A maior expectativa é pela iniciação de pagamentos via open banking. O sócio da Quan.to ainda acredita que irá funcionar como vitrine para instituições pequenas, que vão poder expor seus produtos em aplicativos de bancos e fintechs maiores.

“Eu acho que o open banking provocará redução de concentração, pois instituições menores podem acessar clientes que antes eram inacessíveis”, concorda o professor de Finanças da FGV-SP, Rafael Schiozer.

Entenda o novo sistema

O que é open banking?

É um sistema que vai permitir o compartilhamento de dados dos clientes entre instituições financeiras – bancos, fintechs e cooperativas de crédito – desde que autorizado pelo consumidor.

Como o open banking funciona?

A comunicação entre os bancos se dará por meio de APIs (Application Programming Interface).

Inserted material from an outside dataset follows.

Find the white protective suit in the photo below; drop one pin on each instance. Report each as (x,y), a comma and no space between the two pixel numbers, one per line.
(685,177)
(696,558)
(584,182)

É uma tecnologia semelhante à que se utiliza no compartilhamento de logins entre sites – por exemplo, quando os dados de autenticação de uma rede social são usados para logar no sistema de uma plataforma de streaming. Também é por meio das APIs que o cliente dará o consentimento para compartilhamento de seus dados.

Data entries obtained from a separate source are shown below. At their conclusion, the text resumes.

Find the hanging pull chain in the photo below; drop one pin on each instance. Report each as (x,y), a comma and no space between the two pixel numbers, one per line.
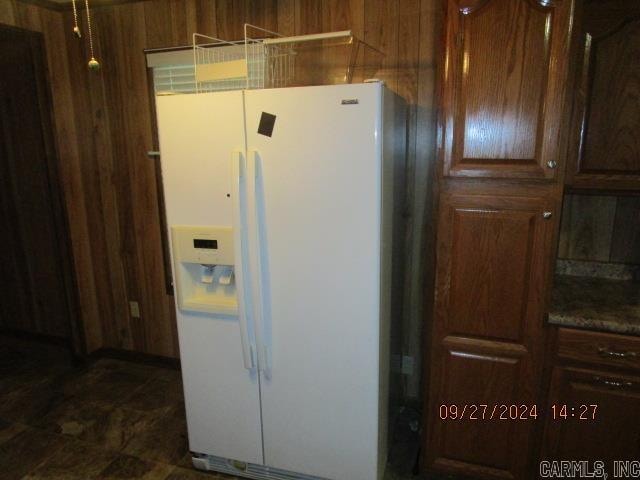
(93,63)
(76,28)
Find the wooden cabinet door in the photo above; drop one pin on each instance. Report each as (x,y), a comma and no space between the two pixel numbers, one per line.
(492,263)
(611,434)
(504,74)
(604,151)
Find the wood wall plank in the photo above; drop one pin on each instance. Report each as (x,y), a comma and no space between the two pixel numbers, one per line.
(104,128)
(308,16)
(625,245)
(8,12)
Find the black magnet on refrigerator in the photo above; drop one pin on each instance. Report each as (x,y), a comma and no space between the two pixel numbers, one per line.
(267,121)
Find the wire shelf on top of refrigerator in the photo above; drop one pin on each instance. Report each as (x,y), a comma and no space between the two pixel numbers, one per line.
(266,59)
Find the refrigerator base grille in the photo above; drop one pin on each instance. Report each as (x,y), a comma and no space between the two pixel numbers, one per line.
(247,470)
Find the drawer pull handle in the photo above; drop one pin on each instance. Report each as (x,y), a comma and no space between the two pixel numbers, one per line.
(610,353)
(612,383)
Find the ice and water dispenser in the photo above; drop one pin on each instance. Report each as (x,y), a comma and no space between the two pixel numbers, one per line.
(204,269)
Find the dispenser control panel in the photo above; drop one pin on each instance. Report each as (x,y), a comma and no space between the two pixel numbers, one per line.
(204,269)
(205,245)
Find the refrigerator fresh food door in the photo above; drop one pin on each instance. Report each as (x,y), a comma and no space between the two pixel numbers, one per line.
(314,168)
(202,145)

O que muda para o consumidor com o open banking?

O open banking deve proporcionar uma igualdade de condições para as instituições financeiras em termos de ofertas, o que deve aumentar a concorrência entre elas e garantir melhores oportunidades para o consumidor. Tendo acesso a propostas de diferentes instituições, ele poderá escolher o produto mais adequado e com condições melhores. No futuro, em apenas um aplicativo será possível gerenciar produtos e serviços de 2, 3 e até mais bancos.

O open banking é seguro?

O Banco Central garante que sim. Os dados ficarão dentro das bases dos bancos, como já ocorre hoje. Não existirá centralização das informações em “nuvem”. Além disso, por imposição do BC, foi criada uma estrutura de governança que será gerida pelo mercado financeiro, para haver monitoramento 24 horas por dia, sete dias por semana, nos sistemas.